Na Metafísica dos Costumes, Kant (KANT, 2003, p. 248) define virtude como [...] a força moral da vontade de um ser humano no cumprir seu dever, um constrangimento moral através de sua própria razão legisladora, na medida em que esta a constitui mesma uma autoridade executando a lei. Entretanto, ressurge nesse contexto a velha pergunta sobre a possibilidade do ensino da virtude. Na mesma obra, Kant (KANT, 2003, p. 319) deixa clara sua resposta: Que a virtude pode e precisa ser ensinada é consequência já de não ser ela inata, afirma ele na obra supracitada. Isto significa que, fundamentalmente, os valores postulados pela ética kantiana, como a autonomia do sujeito, a aspiração de uma sociedade cosmopolita e outros, passam pela questão do aprendizado ou, dito de outro modo, por um processo educativo.

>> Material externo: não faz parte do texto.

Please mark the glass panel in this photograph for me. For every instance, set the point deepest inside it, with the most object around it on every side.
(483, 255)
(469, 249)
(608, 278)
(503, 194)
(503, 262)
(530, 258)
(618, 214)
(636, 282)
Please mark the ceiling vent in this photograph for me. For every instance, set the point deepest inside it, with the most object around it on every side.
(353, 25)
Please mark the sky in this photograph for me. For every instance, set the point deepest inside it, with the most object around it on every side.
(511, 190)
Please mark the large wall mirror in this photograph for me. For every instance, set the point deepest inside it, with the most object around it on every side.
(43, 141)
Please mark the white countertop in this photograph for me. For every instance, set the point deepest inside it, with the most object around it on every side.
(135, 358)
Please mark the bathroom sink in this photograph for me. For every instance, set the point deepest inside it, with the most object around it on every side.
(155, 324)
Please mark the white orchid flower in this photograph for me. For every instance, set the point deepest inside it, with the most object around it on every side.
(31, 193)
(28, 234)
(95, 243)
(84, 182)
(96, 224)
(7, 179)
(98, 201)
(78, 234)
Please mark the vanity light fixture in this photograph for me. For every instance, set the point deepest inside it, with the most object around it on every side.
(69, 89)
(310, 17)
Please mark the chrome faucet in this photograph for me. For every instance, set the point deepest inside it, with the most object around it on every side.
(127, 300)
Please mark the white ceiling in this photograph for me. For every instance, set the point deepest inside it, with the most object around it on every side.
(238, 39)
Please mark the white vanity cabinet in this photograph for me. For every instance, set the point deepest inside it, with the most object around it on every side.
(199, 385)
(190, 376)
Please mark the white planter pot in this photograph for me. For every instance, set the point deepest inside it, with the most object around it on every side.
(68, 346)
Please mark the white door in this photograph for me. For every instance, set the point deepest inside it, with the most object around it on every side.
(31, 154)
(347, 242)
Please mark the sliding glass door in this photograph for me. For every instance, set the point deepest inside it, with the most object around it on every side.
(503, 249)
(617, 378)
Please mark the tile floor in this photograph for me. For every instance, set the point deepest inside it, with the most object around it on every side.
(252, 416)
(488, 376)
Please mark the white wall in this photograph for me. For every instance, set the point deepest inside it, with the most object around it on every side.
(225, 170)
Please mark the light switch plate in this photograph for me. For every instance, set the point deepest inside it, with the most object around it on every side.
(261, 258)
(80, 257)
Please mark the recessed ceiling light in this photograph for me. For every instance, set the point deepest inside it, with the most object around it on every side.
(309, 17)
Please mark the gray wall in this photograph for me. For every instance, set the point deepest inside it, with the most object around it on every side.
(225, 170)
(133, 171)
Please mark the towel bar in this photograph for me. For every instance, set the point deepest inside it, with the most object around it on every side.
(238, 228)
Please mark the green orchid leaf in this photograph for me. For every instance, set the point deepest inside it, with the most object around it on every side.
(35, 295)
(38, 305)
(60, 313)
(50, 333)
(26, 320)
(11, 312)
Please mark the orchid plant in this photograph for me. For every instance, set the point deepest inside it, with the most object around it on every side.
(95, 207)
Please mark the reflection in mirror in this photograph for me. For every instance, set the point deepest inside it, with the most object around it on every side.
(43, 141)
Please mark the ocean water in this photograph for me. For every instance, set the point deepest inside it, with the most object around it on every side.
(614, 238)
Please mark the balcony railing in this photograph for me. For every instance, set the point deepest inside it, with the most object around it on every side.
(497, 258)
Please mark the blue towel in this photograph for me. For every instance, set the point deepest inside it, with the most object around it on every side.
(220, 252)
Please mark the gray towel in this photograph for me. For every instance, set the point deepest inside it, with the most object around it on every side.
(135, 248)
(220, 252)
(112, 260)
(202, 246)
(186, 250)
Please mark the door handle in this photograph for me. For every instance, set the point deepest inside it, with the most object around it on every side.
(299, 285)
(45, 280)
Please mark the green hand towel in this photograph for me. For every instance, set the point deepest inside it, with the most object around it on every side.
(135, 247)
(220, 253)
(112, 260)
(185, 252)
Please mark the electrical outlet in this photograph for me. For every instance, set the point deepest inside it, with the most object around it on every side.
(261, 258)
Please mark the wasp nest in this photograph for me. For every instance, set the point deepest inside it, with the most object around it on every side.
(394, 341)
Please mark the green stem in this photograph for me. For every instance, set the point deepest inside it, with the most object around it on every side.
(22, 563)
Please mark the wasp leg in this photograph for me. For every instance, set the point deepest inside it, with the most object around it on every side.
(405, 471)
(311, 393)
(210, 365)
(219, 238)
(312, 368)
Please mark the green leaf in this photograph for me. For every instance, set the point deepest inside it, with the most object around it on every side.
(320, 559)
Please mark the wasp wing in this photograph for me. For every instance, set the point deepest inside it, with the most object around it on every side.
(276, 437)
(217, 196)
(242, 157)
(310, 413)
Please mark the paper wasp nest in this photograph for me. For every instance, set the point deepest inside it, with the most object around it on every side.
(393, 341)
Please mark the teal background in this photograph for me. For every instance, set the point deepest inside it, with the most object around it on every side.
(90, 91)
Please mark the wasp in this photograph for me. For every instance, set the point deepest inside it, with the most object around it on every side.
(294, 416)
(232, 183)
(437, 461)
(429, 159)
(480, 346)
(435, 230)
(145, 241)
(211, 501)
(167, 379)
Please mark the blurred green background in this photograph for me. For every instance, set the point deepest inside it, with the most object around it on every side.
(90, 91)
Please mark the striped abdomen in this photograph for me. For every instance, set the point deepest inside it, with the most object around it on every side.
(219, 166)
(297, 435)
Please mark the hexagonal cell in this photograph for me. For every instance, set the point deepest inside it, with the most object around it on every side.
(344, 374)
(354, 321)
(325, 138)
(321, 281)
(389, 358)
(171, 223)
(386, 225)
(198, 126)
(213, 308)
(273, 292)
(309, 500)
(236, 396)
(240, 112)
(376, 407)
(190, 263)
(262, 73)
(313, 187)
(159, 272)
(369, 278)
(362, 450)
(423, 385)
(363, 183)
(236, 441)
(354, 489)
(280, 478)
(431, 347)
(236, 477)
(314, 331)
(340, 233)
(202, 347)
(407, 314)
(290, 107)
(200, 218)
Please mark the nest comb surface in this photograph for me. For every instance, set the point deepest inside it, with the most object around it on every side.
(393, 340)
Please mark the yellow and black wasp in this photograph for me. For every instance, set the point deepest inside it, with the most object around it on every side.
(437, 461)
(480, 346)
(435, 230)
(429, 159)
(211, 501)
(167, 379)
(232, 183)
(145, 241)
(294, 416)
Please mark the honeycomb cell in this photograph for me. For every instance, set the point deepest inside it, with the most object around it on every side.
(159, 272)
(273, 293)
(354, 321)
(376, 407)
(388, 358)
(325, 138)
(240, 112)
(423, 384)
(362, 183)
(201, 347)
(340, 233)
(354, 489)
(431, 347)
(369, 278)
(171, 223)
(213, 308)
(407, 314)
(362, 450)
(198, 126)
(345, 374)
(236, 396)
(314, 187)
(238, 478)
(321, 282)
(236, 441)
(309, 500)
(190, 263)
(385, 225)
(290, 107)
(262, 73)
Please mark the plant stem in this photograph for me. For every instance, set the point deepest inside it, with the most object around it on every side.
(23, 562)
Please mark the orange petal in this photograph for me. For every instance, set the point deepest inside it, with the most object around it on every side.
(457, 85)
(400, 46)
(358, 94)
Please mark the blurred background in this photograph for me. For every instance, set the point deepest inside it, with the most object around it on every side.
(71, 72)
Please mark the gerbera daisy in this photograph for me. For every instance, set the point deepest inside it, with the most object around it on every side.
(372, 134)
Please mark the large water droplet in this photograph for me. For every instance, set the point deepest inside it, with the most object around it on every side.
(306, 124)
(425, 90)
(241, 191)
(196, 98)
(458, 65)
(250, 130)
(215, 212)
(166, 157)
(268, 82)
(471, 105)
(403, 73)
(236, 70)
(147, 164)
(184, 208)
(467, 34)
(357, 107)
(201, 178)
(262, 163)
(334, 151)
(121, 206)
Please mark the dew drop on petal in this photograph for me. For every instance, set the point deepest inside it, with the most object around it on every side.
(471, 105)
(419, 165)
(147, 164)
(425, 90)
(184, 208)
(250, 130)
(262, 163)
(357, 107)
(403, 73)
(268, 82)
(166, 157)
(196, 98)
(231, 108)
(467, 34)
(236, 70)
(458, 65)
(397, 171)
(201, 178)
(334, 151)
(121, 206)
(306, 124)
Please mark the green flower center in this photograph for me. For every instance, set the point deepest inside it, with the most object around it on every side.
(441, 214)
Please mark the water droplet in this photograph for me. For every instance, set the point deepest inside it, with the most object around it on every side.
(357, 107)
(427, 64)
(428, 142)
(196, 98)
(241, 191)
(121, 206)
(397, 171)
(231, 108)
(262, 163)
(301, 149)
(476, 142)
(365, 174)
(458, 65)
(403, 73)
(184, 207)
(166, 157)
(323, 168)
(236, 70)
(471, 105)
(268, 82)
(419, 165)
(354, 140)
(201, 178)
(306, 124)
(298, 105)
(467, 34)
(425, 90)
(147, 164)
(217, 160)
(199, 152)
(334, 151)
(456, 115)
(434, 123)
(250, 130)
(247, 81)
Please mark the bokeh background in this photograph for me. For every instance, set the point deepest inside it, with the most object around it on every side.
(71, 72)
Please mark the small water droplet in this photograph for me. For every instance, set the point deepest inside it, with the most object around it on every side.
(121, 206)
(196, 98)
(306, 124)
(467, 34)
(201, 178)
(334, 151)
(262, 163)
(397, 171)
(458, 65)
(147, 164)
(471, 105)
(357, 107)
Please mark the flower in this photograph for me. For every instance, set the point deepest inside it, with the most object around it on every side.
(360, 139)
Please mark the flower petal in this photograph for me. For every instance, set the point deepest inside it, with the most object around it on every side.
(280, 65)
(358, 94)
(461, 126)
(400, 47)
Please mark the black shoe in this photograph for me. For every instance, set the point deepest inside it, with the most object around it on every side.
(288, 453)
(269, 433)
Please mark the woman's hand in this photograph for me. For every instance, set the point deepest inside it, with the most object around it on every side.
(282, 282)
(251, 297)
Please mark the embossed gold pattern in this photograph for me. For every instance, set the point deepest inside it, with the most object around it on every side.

Conforme Freitag (KANT, 2001, p. 22), o ideal ético e pedagógico kantiano está comprometido com a perfectibilidade humana.
Por meio da educação, a virtude é concretizada em dois tipos de deveres, que as crianças desenvolverão: deveres para consigo mesmas e deveres para com os demais.
Os deveres para consigo mesmas podem ser classificados em limitativos (deveres negativos) ou ampliativos (deveres positivos). Os primeiros consistem na proibição de um ser humano agir contrariamente ao fim de sua natureza, ou seja, consiste na sua autopreservação moral. Os deveres ampliativos consistem no aperfeiçoamento de si mesmo. Em ambos os casos, trata-se de preservar o que se designa como a dignidade da humanidade em si mesmo. Para isso, é senhor afastar-se de todos os vícios, como, por exemplo, os que se referem ao suicídio, à concupiscência e aos excessos na comida e na bebida, no primeiro caso, e à mentira, à avareza e ao servilismo ou falsa humildade, no segundo caso.
Tal conceito de dever para consigo mesmo envolve tanto a dimensão corpórea ou material do ser humano, como a dimensão intelectual ou imaterial. O aprendizado dessa primeira perspectiva da educação moral é pressuposto para o aprendizado da segunda perspectiva.
O aprendizado dos deveres para com os demais é inseparável do aprendizado dos deveres para consigo mesmo por uma questão fundamental: em ambos, a questão da dignidade humana é resguardada. Isto fica explícito numa das formulações do imperativo categórico, na Fundamentação da Metafísica dos Costumes: age de tal maneira que uses a humanidade, tanto na tua pessoa, quanto na pessoa de qualquer outro, sempre e simultaneamente como fim e nunca simplesmente como meio (KANT, 1986, p. 69). Podemos citar, como exemplo de dever para com os demais, a beneficência, a gratidão e a solidariedade, além de outras virtudes, como a amizade, a sociabilidade e a cortesia.
Percebe-se que a humanidade é concebida como um atributo que confere dignidade à pessoa. Logo, o dever é cultivá-la e preservá-la. O dever para consigo mesmo caracteriza e fundamenta o dever para com os outros. Nas duas perspectivas estão implícitas a questão do aprendizado e a referência à humanidade.
Mas, afinal, pergunta-se Kant, o homem é bom ou mau por natureza? Não é bom nem mau por natureza, pois não é um ser moral por natureza. O homem “torna-se moral quando eleva sua razão até os conceitos do dever e da lei” (KANT, 2002, p. 95).